Using LLMs such as ChatGPT to help you write Splink code¶
We provide two files that summarise the Splink docs to help you use Splink with LLMs:
Concise Splink Documentation Summary - around 25,000 tokens
Comprehensive Splink Documentation Summary - around 90,000 tokens
At present, only the concise one is short enough for the ChatGPT GUI. The longer one fits in the Claude long context (200k tokens) model.
Recommended use¶
To use these files, we suggest copying and pasing their contents into the LLM, and then appending your question.
Alternative, if you're an OpenAI user, you can use the Splink 4 GPT, which includes these context files in their knowledge
For instance, you may paste their contents and then ask:
I have a dataset I want to dedupe using duckdb
It has columns full_name, dob, occupation, zip
Do some preparatory data cleaning and run a splink script to train a model and dedupe
Which results in (ChatGPT o1
model)
Click to see example response
import duckdb
from splink import Linker, SettingsCreator, DuckDBAPI, block_on
import splink.comparison_library as cl
# Load and clean data in DuckDB
con = duckdb.connect()
con.execute("""
CREATE TABLE raw_data AS SELECT * FROM read_csv('your_data.csv', HEADER=TRUE)
""")
# Example cleaning steps: lowercasing fields, removing punctuation from full_name, standardizing dob format
con.execute("""
CREATE TABLE cleaned AS
SELECT
regexp_replace(lower(full_name), '[^a-z ]', '', 'g') as full_name,
regexp_replace(dob, '[^0-9-]', '', 'g') as dob,
lower(occupation) as occupation,
regexp_replace(lower(zip), '[^a-z0-9 ]', '', 'g') as zip
FROM raw_data
""")
df = con.table("cleaned")
settings = SettingsCreator(
link_type="dedupe_only",
blocking_rules_to_generate_predictions=[
block_on("full_name"),
block_on("dob"),
block_on("zip"),
],
comparisons=[
cl.NameComparison("full_name"),
cl.DateOfBirthComparison("dob", input_is_string=True),
cl.ExactMatch("occupation").configure(term_frequency_adjustments=True),
cl.LevenshteinAtThresholds("zip", 2),
],
retain_intermediate_calculation_columns=True,
)
db_api = DuckDBAPI()
linker = Linker(df, settings, db_api=db_api)
deterministic_rules = [
"l.full_name = r.full_name and l.dob = r.dob",
"l.zip = r.zip and levenshtein(l.full_name, r.full_name) < 2"
]
linker.training.estimate_probability_two_random_records_match(deterministic_rules, recall=0.7)
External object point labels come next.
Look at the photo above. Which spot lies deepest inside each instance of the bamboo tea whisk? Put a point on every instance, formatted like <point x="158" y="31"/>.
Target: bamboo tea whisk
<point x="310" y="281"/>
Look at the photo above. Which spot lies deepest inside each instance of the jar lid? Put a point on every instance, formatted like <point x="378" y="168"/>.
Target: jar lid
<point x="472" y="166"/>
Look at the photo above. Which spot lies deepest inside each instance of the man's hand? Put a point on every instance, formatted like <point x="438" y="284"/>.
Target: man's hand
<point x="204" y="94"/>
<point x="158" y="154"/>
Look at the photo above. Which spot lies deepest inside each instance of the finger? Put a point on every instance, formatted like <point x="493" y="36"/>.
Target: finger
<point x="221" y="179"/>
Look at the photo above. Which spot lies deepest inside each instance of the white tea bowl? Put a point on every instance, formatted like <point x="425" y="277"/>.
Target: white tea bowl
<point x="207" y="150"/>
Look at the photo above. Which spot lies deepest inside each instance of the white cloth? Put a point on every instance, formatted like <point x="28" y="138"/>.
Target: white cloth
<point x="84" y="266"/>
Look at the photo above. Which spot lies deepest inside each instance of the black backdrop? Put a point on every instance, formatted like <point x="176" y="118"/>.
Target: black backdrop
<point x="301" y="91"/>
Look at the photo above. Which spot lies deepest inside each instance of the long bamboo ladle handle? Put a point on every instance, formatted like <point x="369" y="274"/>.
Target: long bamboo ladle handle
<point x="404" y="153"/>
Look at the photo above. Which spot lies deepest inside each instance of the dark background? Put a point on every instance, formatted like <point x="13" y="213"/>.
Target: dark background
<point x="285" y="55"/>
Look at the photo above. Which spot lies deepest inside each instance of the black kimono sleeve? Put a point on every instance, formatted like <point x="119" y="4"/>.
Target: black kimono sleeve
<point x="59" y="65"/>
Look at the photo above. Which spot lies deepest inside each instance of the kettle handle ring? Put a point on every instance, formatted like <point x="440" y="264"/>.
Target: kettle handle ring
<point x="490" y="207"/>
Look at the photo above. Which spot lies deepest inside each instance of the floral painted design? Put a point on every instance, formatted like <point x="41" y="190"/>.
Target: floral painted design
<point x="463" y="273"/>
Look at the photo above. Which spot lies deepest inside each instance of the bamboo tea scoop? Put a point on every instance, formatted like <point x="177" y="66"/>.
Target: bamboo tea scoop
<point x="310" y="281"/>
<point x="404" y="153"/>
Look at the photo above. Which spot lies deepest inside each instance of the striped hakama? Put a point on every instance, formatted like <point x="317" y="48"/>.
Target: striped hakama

linker.training.estimate_u_using_random_sampling(max_pairs=1e6)
linker.training.estimate_parameters_using_expectation_maximisation(block_on("full_name"))
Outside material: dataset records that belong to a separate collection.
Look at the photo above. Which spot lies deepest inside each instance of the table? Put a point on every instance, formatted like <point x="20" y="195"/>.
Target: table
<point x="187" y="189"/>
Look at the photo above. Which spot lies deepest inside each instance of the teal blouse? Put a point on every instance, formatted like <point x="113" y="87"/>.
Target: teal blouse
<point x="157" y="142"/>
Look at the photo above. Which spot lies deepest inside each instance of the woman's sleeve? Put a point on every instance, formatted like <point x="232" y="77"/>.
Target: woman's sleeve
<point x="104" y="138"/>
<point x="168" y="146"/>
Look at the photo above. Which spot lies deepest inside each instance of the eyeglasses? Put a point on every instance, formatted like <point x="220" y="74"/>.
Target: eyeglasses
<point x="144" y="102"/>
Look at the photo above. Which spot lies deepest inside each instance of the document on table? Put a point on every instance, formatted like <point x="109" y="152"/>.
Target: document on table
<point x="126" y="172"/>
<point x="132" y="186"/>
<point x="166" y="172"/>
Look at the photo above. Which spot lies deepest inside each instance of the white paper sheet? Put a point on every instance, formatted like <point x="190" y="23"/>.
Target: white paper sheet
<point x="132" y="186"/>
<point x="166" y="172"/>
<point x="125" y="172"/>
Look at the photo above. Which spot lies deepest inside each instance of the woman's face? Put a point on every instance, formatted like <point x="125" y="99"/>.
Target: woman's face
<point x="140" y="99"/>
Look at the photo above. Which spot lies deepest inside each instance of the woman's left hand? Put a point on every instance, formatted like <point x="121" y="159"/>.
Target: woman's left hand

linker.training.estimate_parameters_using_expectation_maximisation(block_on("dob"))
predictions = linker.inference.predict(threshold_match_probability=0.9)
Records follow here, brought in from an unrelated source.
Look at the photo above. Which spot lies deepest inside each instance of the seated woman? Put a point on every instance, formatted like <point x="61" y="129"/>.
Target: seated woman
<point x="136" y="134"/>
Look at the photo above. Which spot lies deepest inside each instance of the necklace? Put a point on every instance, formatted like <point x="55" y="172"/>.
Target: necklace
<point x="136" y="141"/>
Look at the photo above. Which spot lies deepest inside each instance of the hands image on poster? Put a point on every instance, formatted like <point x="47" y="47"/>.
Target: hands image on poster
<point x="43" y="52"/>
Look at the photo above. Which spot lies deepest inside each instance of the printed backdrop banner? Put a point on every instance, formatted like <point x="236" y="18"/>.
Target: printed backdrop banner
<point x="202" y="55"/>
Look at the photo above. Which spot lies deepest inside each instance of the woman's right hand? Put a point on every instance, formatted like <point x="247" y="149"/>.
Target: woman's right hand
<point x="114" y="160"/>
clusters = linker.clustering.cluster_pairwise_predictions_at_threshold(predictions, threshold_match_probability=0.95)
Warning
Whilst these prompts can be helpful to give you some initial code, there's no guarantees it will be correct.
However, in many cases it can provide a useful starting point.
You can also ask more theoretical questions such as:
Explain briefly how we can calculate the prior in Splink. Given the number of matches is unknown, how can we calculate the probability two random records match? Give a code example.
Click to see example response
Splink typically uses a set of deterministic rules that identify a subset of highly probable matches. By assuming these rules have a known “recall” (i.e. they capture a certain proportion of all true matches), Splink infers the total number of matches and, from that, calculates the probability that two random records match. In other words, you pick deterministic rules, count how many pairs they produce, estimate what fraction of all true matches they represent, and then scale up that count to the entire dataset, giving you an approximate prior probability.
How these prompts are generated¶
These files are generated with the following scripts, which you may wish to modify for your purposes:
Create LLM Prompt Short Script
Issues and Discussions¶
I have also created a knowledgebase file by scraping all Github issues and discussions from the main Splink repo.
I've found Gemini Pro 1.5 (2 million context length) is able to process these files effectively.